The big piece was Mahler. The first Mahler for the orchestra, and a really great performance from Uwe Grodd and the orchestra. Uwe was able to draw the music out of the orchestra, especially the beginning of the first movement was very well done. I liked the third movement, first half of fourth movement also went exceptional. Great night.

I'm happy to see that the Te Paipera Tapu, the Bible in Maori from 1868 website has now launched. Still a bit of work to do, but a web presence at last!

14 May 2013 (updated 15 May 2013 at 01:11 UTC) »

Typing gem on windows:

PS D:\Users\berend.deboer> gem
The term 'gem' is not recognized as the name of a cmdlet, function, script file, or operable program. Check the spellin
g of the name, or if a path was included, verify that the path is correct and try again.
At line:1 char:4
+ gem + CategoryInfo : ObjectNotFound: (gem:String) [], CommandNotFoundException
+ FullyQualifiedErrorId : CommandNotFoundException


Same on Ubuntu:

# gem
The program 'gem' can be found in the following packages:
* rubygems1.8
* rubygems1.9.1
Try: apt-get install <selected package>


Really, Windows just feels like an abandoned house, does anyone do any kind of development on this OS? Maybe all using Visual Studio, never leaving it?

15 Jan 2013 (updated 15 Jan 2013 at 02:37 UTC) »

Lot of pain to get Skype working properly after I switched from an increasingly complex ipfw firewall to a pf based one. Skype consistently gave me "UDP status: local: BAD". I believe that happens when Skype tries to use peers for udp traffic, instead of talking to the caller directly.

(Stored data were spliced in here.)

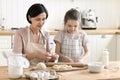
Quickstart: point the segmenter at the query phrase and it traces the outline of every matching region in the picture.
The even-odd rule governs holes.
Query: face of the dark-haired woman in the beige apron
[[[34,29],[36,30],[39,30],[42,28],[42,26],[44,25],[45,23],[45,20],[46,20],[46,13],[43,12],[41,14],[39,14],[38,16],[36,17],[32,17],[31,19],[31,25]]]

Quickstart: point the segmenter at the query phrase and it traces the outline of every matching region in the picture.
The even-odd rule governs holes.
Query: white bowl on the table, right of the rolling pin
[[[98,63],[91,63],[88,64],[88,69],[90,72],[102,72],[104,70],[104,65],[103,64],[98,64]]]

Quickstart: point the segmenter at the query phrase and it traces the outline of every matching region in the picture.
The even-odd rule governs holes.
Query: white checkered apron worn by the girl
[[[81,39],[63,39],[61,52],[75,61],[83,55]]]

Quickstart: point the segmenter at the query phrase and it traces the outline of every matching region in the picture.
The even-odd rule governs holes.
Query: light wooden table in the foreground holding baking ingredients
[[[0,80],[9,80],[7,66],[0,66]],[[25,69],[27,71],[28,69]],[[88,69],[59,72],[61,78],[59,80],[120,80],[120,62],[110,62],[109,68],[104,69],[101,73],[90,73]],[[29,80],[23,75],[22,79]]]

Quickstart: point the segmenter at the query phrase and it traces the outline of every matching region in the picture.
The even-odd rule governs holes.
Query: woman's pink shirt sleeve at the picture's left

The solution was to use static ports for nat. My default rule in pf.conf was this:

nat on egress from any to any -> (egress) round-robin sticky-address

It is now:

nat on egress from 192.168.1.10 port 12345 to any -> (egress) static-port
nat on egress from any to any -> (egress) round-robin sticky-address


Skype now has UDP status local good, finally sigh.